But whilst I contend for these propositions, I do not exclude myself from asserting, that there may be, and that there are, other cases, in which, although we cannot exhibit mechanism, or prove indeed that mechanism is employed, we want not sufficient evidence to conduct us to the same conclusion.

There is what may be called the chymical part of our frame; of which, by reason of the imperfection of our chymistry, we can attain to no distinct knowledge; I mean, not to a knowledge, either in degree or kind, similar to that which we possess of the mechanical part of our frame. It does not, therefore, afford the same species of argument as that which mechanism affords; and yet it may afford an argument in a high degree satisfactory. The gastric juice, or the liquor which digests the food in the stomachs of animals, is of this class. Of all menstrua, it is the most active, the most universal. In the human stomach, for instance, consider what a variety of strange substances, and how widely different from one another, it, in a few hours, reduces to a uniform pulp, milk, or mucilage. It seizes upon every thing, it dissolves the texture of almost every thing that comes in its way. The flesh of perhaps all animals; the seeds and fruits of the greatest number of plants; the roots, and stalks, and leaves of many, hard and tough as they are, yield to its powerful pervasion. The change wrought by it is different from any chymical solution which we can produce, or with

which we are acquainted, in this respect as well as many others, that, in our chymistry, particularly menstrua act only upon particular substances. Consider moreover that this fluid, stronger in its operation than a caustic alkali or mineral acid, than red precipitate, or aqua-fortis itself, is nevertheless as mild, and bland, and inoffensive to the touch or taste, as saliva or gum-water, which it much resembles. Consider, I say, these several properties of the digestive organ, and of the juice with which it is supplied, or rather with which it is made to supply itself, and you will confess it to be entitled to a name, which it has sometimes received, that of "the chymical wonder of animal nature."

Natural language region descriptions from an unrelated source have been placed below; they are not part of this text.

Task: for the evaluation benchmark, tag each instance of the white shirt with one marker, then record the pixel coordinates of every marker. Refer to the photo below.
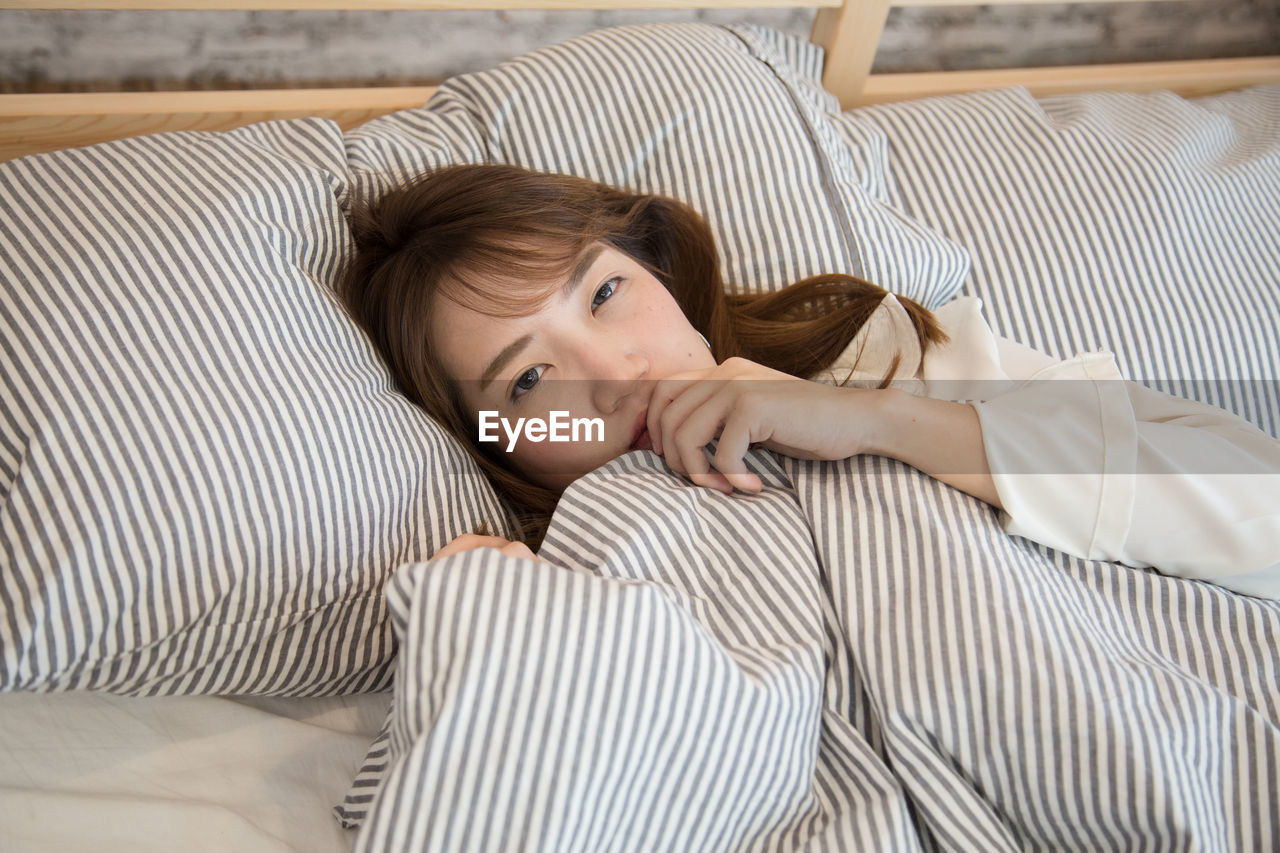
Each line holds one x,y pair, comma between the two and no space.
1091,464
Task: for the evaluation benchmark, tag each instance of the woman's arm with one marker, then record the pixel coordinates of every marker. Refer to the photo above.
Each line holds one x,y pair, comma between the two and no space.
938,437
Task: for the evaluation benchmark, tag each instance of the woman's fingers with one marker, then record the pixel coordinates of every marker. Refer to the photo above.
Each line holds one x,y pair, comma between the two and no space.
731,414
676,402
735,441
471,541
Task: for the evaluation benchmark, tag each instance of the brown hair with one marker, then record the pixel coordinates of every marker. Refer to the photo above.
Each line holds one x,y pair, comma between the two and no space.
464,228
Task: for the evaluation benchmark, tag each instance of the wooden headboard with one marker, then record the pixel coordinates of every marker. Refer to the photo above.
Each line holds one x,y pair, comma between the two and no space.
849,31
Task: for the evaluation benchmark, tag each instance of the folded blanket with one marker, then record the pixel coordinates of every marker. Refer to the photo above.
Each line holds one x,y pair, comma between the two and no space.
859,657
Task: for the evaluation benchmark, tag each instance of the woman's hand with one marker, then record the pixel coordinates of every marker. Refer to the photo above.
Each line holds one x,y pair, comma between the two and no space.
748,404
470,541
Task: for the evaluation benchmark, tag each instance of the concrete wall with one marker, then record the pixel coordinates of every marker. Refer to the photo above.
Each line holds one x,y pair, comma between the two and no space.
71,50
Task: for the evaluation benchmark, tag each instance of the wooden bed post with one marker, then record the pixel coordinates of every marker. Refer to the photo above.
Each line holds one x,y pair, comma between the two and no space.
850,35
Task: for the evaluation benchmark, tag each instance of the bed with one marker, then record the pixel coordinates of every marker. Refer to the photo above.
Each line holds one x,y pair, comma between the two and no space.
219,630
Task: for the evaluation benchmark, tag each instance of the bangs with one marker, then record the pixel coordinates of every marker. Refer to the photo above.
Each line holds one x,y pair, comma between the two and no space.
511,279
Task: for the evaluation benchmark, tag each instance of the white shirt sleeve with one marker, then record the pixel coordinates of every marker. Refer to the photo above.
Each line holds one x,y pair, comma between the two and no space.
1088,463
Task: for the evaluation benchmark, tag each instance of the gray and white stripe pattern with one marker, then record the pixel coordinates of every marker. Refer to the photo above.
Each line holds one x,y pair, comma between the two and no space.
883,669
728,119
1144,224
205,475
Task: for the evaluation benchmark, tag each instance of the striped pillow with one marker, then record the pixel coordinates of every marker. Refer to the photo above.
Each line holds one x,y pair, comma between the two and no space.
1144,224
205,475
730,119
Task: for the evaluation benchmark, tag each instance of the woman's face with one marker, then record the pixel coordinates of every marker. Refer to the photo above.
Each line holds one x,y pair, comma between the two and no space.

Still we are ignorant of the composition of this fluid, and of the mode of its action; by which is meant that we are not capable, as we are in the mechanical part of our frame, of collating it with the operations of art. And this I call the imperfection of our chymistry; for, should the time ever arrive, which is not perhaps to be despaired of, when we can compound ingredients, so as to form a solvent which will act in the manner in which the gastric juice acts, we may be able to ascertain the chymical principles upon which its efficacy depends, as well as from what part, and by what concoction, in the human body, these principles are generated and derived.

In the mean time, ought that, which is in truth the defect of our chymistry, to hinder us from acquiescing in the inference, which a production of nature, by its place, its properties, its action, its surprising efficacy, its invaluable use, authorizes us to draw in respect of a creative design?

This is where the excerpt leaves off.